WV Quilt and friends make a material difference in protective mask supply
Michelle Hill learned how to quilt from her Grandmother Hill. She picked up her sense of colors and humor from her mother Gloria Tibbenham Hill. She absorbed the philosophy of honest dealing and caring service from the example set by her father, a former chemical engineer who turned his lifelong passion for collecting into the highly regarded David Hill Ltd. coin and stamp shop.
Hill opened her quilt shop, WV Quilt, online in 1999.
“I just had to open a quilt business,” she said. “I loved it!”
When Hill invented the Chenille Sew Easy template for quilters, her parents became her business partners as well.
“Both my parents were brilliant; super great parents and business partners,” Hill said.
The WV Quilt evolved into an 8,000-square-foot brick-and-mortar shop. It stood a few doors down from her parents’ store in Barboursville, West Virginia. After her mother died in 2005 and her father in 2018, she became the sole owner of three family businesses: the quilt shop, the coin and stamp shop and Tibbenham Chocolates of WV, best known by its web address ChocolateCoveredCherries.com.
WV Quit owner Michelle Hill
Answering the call for help
The COVID-19 pandemic mandated the temporary closure of Hill’s businesses, as it did for restaurants, schools and other institutions across the country. WV Quilt shop closed its doors to onsite customers March 20.
The pervasive and contagious novel coronavirus soon led to shortages of personal protective gear such as masks. Medical workers on the front lines to treat and contain the pandemic were unable to get enough face masks. Hospitals, civic institutions and others called on anyone with sewing skill to help make more.
“I’m a member of the Lesage Lions Club, out of work and with 8,000 square feet of fabric I’m not able to sell,” Hill said. “I said ‘this is a fabulous project to serve.’”

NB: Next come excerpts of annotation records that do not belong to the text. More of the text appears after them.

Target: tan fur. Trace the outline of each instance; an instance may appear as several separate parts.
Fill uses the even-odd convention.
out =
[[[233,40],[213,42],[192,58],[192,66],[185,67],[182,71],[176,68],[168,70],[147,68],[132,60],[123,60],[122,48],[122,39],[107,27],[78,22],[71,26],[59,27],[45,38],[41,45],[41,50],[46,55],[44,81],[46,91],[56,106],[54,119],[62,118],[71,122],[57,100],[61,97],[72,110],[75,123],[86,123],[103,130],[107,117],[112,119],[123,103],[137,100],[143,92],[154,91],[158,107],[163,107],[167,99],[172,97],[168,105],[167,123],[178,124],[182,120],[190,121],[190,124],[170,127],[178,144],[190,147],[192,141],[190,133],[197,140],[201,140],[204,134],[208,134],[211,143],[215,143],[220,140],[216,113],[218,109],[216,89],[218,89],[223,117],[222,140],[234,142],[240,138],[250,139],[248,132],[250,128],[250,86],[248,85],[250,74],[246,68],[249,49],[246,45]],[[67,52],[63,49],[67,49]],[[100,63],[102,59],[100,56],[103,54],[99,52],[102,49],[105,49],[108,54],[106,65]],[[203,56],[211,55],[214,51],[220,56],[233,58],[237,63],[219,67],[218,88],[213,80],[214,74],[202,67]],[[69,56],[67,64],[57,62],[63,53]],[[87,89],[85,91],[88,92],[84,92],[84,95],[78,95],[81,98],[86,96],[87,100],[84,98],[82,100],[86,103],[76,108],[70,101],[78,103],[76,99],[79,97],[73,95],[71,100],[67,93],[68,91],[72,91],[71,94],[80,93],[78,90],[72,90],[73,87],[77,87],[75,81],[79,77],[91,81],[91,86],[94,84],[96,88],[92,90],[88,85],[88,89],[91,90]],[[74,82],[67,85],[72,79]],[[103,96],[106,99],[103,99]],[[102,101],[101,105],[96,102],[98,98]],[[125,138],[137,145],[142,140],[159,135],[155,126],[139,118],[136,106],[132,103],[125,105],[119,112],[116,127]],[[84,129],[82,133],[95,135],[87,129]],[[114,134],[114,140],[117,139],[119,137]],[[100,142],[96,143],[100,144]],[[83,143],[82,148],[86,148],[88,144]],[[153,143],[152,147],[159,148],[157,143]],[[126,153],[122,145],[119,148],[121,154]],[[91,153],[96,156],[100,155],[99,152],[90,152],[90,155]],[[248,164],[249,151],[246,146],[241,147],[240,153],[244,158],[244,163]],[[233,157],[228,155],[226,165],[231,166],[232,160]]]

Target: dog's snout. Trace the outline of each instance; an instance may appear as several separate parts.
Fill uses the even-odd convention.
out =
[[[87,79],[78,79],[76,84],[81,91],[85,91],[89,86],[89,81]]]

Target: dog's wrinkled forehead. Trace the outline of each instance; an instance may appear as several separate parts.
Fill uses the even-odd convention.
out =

She called her sister Gloria Connick and asked whether she could help. She also invited Tammy Farrington, a friend from Cayman Islands stranded in WV by the outbreak.
“The three of us worked like an assembly line,” Hill said. “I sew, Tammy turns and irons and Gloria finishes. We all wear masks and work 6 feet apart.”
Gloria Connick, Michelle Hill’s sister
Short supply, high demand
As word of their efforts got out, requests for masks flooded in.
“The phone calls were nonstop,” Hill said. “Medical people, schools, churches, and every type of business all needed masks.”
Hill organized no-contact material pickups for volunteer sewers and no-contact drop-offs for completed masks.
The mask makers started running out of elastic. Friends and volunteers joining the effort proposed creative solutions, including cotton ponytail holders or strands plucked from the insides of bungee cords.
Area civic groups and businesses began contributing to the cause. United Way of River Cities gave a grant to the Lesage Lions Club to make masks.
“How many masks have we made so far? I lost count at 5,000,” Hill said.
A grateful but uncertain future
“I now look at customers and other business owners differently,” she said. “We have strong family, friends and neighbors.”
Even so, the pandemic will take a toll.
“We have all been through a virus war together,” Hill said. “Some will survive. Some will not.”
She is not yet certain whether WV Quilt will be among the survivors.
“I’m on the fence whether to keep going or to bail,” she said. “Yes, bills are late. Yes, employee hours have been cut. But as long as God tells me to stay, I’m staying!”
The federal financial loans will help sustain the business. Hill called on Amber Wilson, her long-time business coach with the WV Small Business Development Center (WV SBDC) for help navigating the application process.
“Applying for the loans was a bit confusing,” said Hill. “Amber was always there for me. She tirelessly sent me links, provided information and called me. She never let me down.”
Hill recently received word that her application for the Paycheck Protection Program loan was approved.
“Going forward will be different, but not impossible,” she said. “I’m hopeful for all of us.”